I still use Peak as my Ext Editor for Kontakt, although it's been discontinued for some time now v7 is still working fine here. 

I also occasionally use SoundForge Mac, but it's seriously bloat-ware and incredibly slow compared to Peak. It 'does' handle multi-channel WAVs tho, which is rare on Mac.


Edit PS I just discovered Stefano Daino's DSP Quattro is still rolling along. I used this software a long time ago and it was solid... I'd definitely try it again if my current system stopped working: http://www.dsp-quattro.com


----------



## wst3 (Dec 21, 2014)

might be a little bit of overkill, but I really like Wavelab and Sound Forge, both of which are cross platform, both of which will do exactly what you want in terms of saving the file with the proper name, and they are both really good audio editors. There are lite versions of each one to help you get started.

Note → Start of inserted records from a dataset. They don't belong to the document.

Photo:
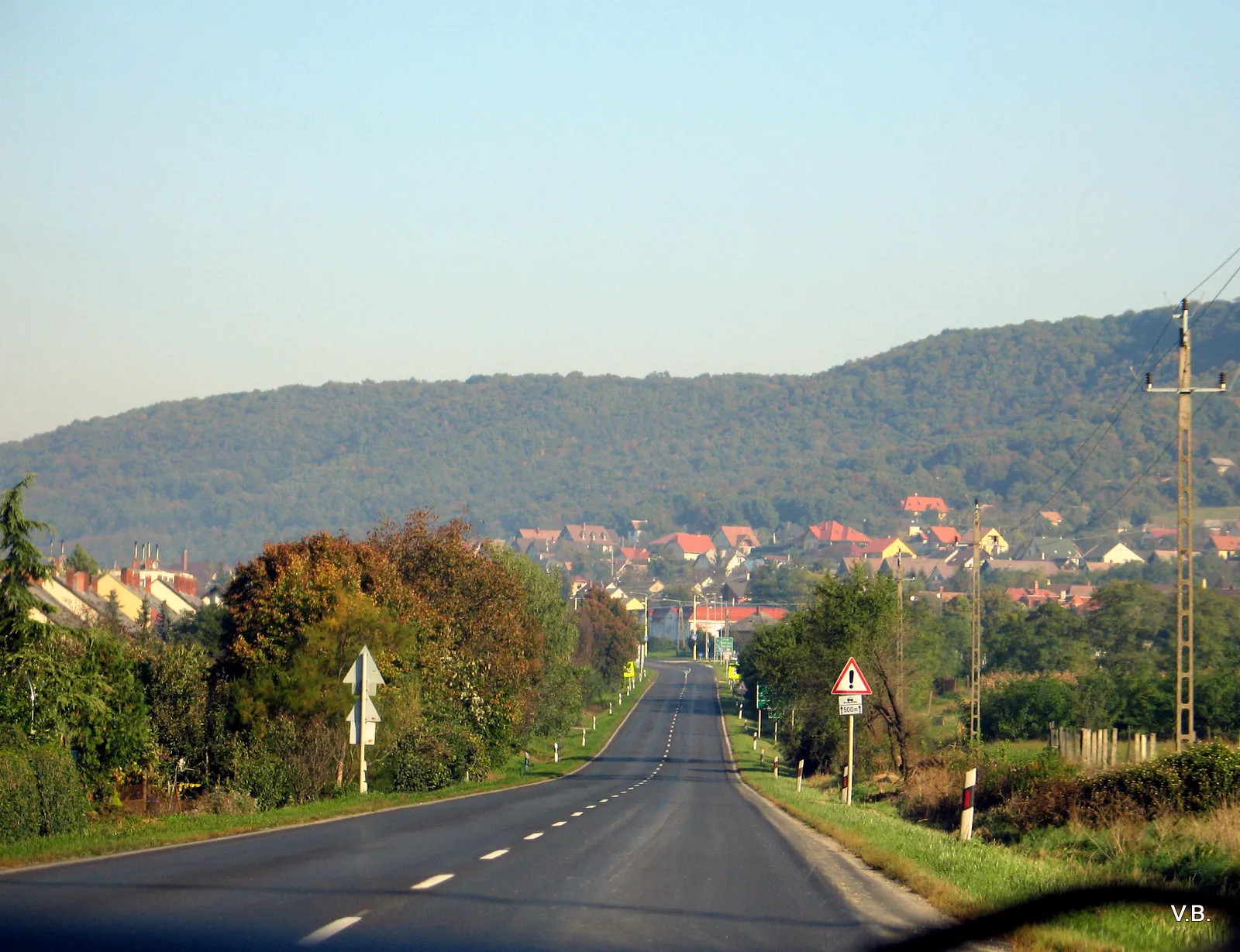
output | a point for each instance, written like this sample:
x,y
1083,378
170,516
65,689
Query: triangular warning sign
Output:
x,y
851,681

For the kind of editing you are talking about I think Sound Forge is probably faster, but they will both do the job.


----------



## Nick Batzdorf (Dec 21, 2014)

Mike, I'd just render it through an AudioSuite plug-in set to do nothing, for example the Gain plug-in set to 0 gain.


----------



## Mike Greene (Dec 22, 2014)

Thanks guys! 8) 

I had Peak, but I stupidly didn't upgrade when I should have, so that's a goner for me. I've picked up DSP-Quatro and will give that a try. Lean and mean is what I'm looking for, so hopefully that does the trick. If not, I'll give Soundforge or WaveLab a go.

Nick, you're right, but that's still a couple steps more than I'd like to do. (I actually use a different method, though: I Option-Shift-3 to "consolidate" the region, then rename it back to the original.) My hope is that with DSP-Quattro, it's just a matter of editing, then hitting Apple-S to save. It only saves a step or two, but after so many months of editing and tweaking these damn libraries, every mouse click I can eliminate is well worth it.


----------



## Nick Batzdorf (Dec 22, 2014)

Okay...but if you leave the AudioSuite plug-in open, you hit one button, no? Well, two - you have to highlight the region first.


----------



## ScoringFilm (Dec 23, 2014)

Mike, you can still update and authorise Peak here:

http://www.bias-inc.com/downloads/updates/


----------